Johannesburg - The ANC seems to be under intense pressure to come up with a clearer position on how it plans to implement land reform, after its MPs shot down a motion to amend the constitution and allow for the expropriation of land without compensation on Tuesday.
On Friday, President Jacob Zuma appeared to contradict the stance taken by ANC MPs who rejected the EFF’s motion when he said he was mulling over a number of constitutional amendments aimed at expropriating land without compensation.
This was the basis of the EFF’s motion to amend section 25 of the constitution when the red berets offered their support to the ANC parliamentary caucus, should the latter agree to their stance on radical land reform.
Zuma, delivering the keynote address at the opening of the National House of Traditional Leaders in Parliament on Friday, said: “First, we must undertake a pre-colonial audit of land ownership, use and occupation patterns. Once the audit has been completed, a single law should be developed to address the issue of land restitution without compensation. The necessary constitutional amendments would then be undertaken to effect this process.”
The president’s call seems at odds with the views of some of his comrades. The ANC’s decision to turn down the EFF’s proposal has solicited wide condemnation from within the ruling party.
Chief Whip Jackson Mthembu tweeted: “Section 25 of our constitution is more of an abler for land reform than a barrier. We failed to take advantage of its provisions, full stop.” Another of his tweets reads: “Blaming the constitution for the embarrassingly slow pace of land reform is both disingenuous and scapegoating.
We failed, finish and klaar.” Party stalwart Tony Yengeni was equally upset and called on ANC deployees in Parliament to explain their indecision while the masses “are crying for land”.
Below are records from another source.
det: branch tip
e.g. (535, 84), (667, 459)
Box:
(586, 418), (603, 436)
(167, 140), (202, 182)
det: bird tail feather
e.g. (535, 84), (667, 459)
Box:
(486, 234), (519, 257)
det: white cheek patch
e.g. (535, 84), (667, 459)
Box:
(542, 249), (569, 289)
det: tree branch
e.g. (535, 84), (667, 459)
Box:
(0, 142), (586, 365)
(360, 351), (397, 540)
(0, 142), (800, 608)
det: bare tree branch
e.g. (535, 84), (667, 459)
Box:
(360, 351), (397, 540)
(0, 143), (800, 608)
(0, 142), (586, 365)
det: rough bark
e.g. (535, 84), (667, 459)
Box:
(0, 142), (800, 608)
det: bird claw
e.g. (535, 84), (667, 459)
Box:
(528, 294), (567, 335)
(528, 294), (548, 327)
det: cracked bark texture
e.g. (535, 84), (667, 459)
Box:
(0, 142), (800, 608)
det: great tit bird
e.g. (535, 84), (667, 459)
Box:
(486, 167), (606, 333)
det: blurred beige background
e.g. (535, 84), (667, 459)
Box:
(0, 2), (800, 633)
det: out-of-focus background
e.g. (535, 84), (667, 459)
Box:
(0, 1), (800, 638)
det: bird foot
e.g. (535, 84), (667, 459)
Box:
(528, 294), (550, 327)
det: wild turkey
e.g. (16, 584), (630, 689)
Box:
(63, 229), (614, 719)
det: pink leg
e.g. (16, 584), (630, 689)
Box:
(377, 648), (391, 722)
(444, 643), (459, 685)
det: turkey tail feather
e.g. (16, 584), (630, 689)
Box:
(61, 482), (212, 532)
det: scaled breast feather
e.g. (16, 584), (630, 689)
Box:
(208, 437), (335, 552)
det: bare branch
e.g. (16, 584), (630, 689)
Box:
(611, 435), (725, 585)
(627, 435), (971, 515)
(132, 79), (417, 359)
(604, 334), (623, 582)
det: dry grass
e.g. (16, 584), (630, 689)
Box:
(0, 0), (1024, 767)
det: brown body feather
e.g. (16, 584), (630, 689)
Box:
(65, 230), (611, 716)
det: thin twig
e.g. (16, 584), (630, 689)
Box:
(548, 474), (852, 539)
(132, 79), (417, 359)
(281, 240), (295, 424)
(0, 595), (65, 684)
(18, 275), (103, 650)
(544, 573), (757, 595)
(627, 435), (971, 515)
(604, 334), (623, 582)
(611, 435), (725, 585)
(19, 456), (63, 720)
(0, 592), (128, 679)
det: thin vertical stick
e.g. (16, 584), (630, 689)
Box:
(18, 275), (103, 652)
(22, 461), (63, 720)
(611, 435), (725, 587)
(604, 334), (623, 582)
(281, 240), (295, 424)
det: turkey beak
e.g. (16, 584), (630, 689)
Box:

Derek Hanekom tweeted: “This year we will begin to utilise the Expropriation of Land Act following the prescripts of our constitution.” Cosatu called on the government to “prohibit any compensation of individuals, whose property was acquired during apartheid and colonial forced removals”.
The ANC Women’s League, meanwhile, issued a strongly worded statement over the matter, and said it would meet with party’s top officials to discuss the issue further.
The land question has become the second biggest issue, after radical economic transformation, emanating from the ANC’s January 8 statement.
However, the SACP has rejected the agenda, which it characterised as “radical economic looting” that the ruling party was pushing for.
Seemingly unperturbed, Zuma said the land question remained central to reconciliation efforts and empowerment of the people and that “land hunger is real”.
His administration was looking at the possible “re-design and establishment of the National Land Commission as a Chapter 9 institution, so that it could have the necessary powers to help us reverse this historical injustice”.
This, he said, would also require a constitutional amendment, which would in turn “require unity and common purpose and action in the country to ensure redress and meaningful reconciliation”.
“Naturally, government and the governing party would want to ensure that this is an orderly process. We do not support chaos and illegal land grabs. Actions must be informed by the constitution and the laws of the land.
“In the meantime land reform continues on the basis of existing laws,” said Zuma.
Benjamin Cousins, senior professor at the Institute for Poverty, Land and Agrarian Studies at the University of the Western Cape, said it was “interesting that the ANC refused to take the EFF offer” to support it in a vote to amend the constitution. The party would not have the required majority to go it alone.
“This suggests that the primary consideration of the ANC is its own political legitimacy than issues at hand. I think they are playing politics now that they are talking about passing a new law,” said Cousins.
He pointed to a lack of political will to address land reform properly and characterised radical economic transformation as being “about the survival of one faction of the ANC”.
DA leader Mmusi Maimane also criticised the “ANC’s contradictory positions” on land reform, saying Zuma had “gone rogue on land reform” for contradicting his cabinet and the ANC parliamentary caucus on the matter.
Political analyst Professor Dumisani Hlophe said the contradictory messages emanating from the ANC over the matter pointed, at face value, to that of a “confused party, maybe clueless”. “At the heart of this thing, I don’t think the problem is the laws. The problem is a performance issue. I don’t think the ANC government demonstrated absolute national performance as a state on a number of fronts, including on the question of land.
“I don’t think it’s been demonstrated by the president or anybody else that the ANC has not been able to distribute the land because it was blocked by the following laws,” said Hlophe.
That the ANC was dilly-dallying over the matter “is not a policy issue for me, it’s not even a legal matter for now. It’s a performance issue of the ruling party. It’s a (lack of) political will to use existing laws to redistribute land and change the country’s economic patterns”.
Zuma’s radical economic transformation theme was “more rhetorical than practical. It has an electioneering element. If the centre does not hold at (ANC headquarters) Luthuli House, the ANC in government won’t perform maximally,” said Hlophe.